Guardé silencio. No insistí más en el tema. Temí enojarlo, o molestarlo con mis planteamientos.

La velada terminó en la madrugada. 

Decidimos continuar ahondando esta “casual” amistad, porque
teníamos muchos puntos en común.

Había encontrado un buen amigo, y quise integrarlo a mis actividades. 

Por eso, decidí llevarlo a la Iglesia. Dos veces me acompañó.

En aquel entonces, en mi círculo de conocidos y amigos, realizaba una decidida campaña de divulgación y
de enseñanza. 

Uno de estos amigos, Manuel Bonell Martinez, barbero de profesión, su esposa y su pequeño, hijo de pocos meses, nos acompañaron a Ciryl y a mí a una de esas ceremonias.

Manuel y su esposa se resistían a ser bautizados, pues algunos de los principios mormones chocaban con
sus creencias. 

Ciryl tampoco quiso bautizarse. 

Algún tiempo después conocí el porque de su negativa, sin
embargo, siempre fue muy respetuoso con las creencias de los demás.

Mi amigo, el suizo, poseía los rasgos característicos de la raza nórdica. 

Sus facciones hacían suspirar a las mujeres. 

Su cabello rubio, bien cuidado, brillaban con el sol. 

La piel blanca, sedosa, delicada, se la protegía
insistentemente, poniéndola continuamente al amparo de los rayos solares.

Media entre 1.78 y 1.80, su edad aparente, unos 27 años a lo sumo. Su porte era altivo. 

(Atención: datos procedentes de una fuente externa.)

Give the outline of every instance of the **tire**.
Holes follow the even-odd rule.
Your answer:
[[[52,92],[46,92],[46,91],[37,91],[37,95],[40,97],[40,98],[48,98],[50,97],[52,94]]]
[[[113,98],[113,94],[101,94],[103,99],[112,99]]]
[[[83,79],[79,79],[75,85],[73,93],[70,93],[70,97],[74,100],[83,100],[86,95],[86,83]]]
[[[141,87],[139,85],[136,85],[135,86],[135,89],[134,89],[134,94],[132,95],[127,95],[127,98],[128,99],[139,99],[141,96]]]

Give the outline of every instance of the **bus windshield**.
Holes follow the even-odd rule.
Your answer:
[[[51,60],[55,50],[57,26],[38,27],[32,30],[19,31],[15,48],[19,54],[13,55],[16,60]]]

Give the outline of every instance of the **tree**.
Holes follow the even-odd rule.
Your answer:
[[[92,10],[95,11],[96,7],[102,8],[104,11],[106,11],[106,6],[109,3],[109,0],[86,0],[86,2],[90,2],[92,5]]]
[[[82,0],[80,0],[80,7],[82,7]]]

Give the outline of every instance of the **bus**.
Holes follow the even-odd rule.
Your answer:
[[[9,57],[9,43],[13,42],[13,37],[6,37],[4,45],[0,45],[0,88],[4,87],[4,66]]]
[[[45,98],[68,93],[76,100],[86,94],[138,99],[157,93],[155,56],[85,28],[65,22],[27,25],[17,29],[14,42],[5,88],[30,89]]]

Vestía con sencillez, pero con gran pulcritud. 

Su rostro trasmitía gran serenidad, y su hablar delataba cierta paz consigo mismo.

Siempre estaba tranquilo, y nunca perdió por completo el control de sus emociones. 

Esto pude comprobarlo en
una serie de sucesos, aislados los uno de los otros, pero que sirvieron par reconfirmar mis apreciaciones.

Uno de estos sucesos estuvo relacionado con el robo de algunos teléfonos de la empresa donde yo trabaja.

Sospechando de un muchacho, empleado de la misma, decidí hablar con, puesto que coincidia con los graves
problemas económicos que lo aquejaban.

Un sábado decidí aclarar las cosas, de una vez por todas. 

Al salir de la oficina, me crucé con Ciryl, y le propuse que me acompañara a la diligencia. 

Rápidamente, en mi auto, nos dirigimos al barrio donde vivía el muchacho. 

Cruzamos por estrechas callejuelas bastantes empinadas, el camino era tortuoso, y se hacia
difícil transitar en él.

Por los lados del norte, hacia el cerro del Ávila, cerca del Hospital Vargas, un auto, que iba delante de nosotros, pareció no darse cuenta de un niño, que con su perro, cruzaba los dos carriles de la vía. 

El niño ya había alcanzado la acera no así el perro. 

Entonces, con cierto salvajismo, lo embistió, lanzándolo de un
golpe seco contra el duro cemento. 

En un acto de cobardía, aumento la velocidad, no sin antes chirriar las llantas, y se perdió en las calles.

Previniendo un choque, aminoré la velocidad, frenando el carro en el momento que imprudente conductor atropellaba al perrito. 

Desembarqué y me dirigí al niño, que entre el dolor y la sorpresa no reaccionaba
aún. 

Sus ojos hundidos por el pesar, perdidos en una profunda tristeza, miraban al pequeño animal, presa de
violentas convulsiones que vaticinaban su muerte.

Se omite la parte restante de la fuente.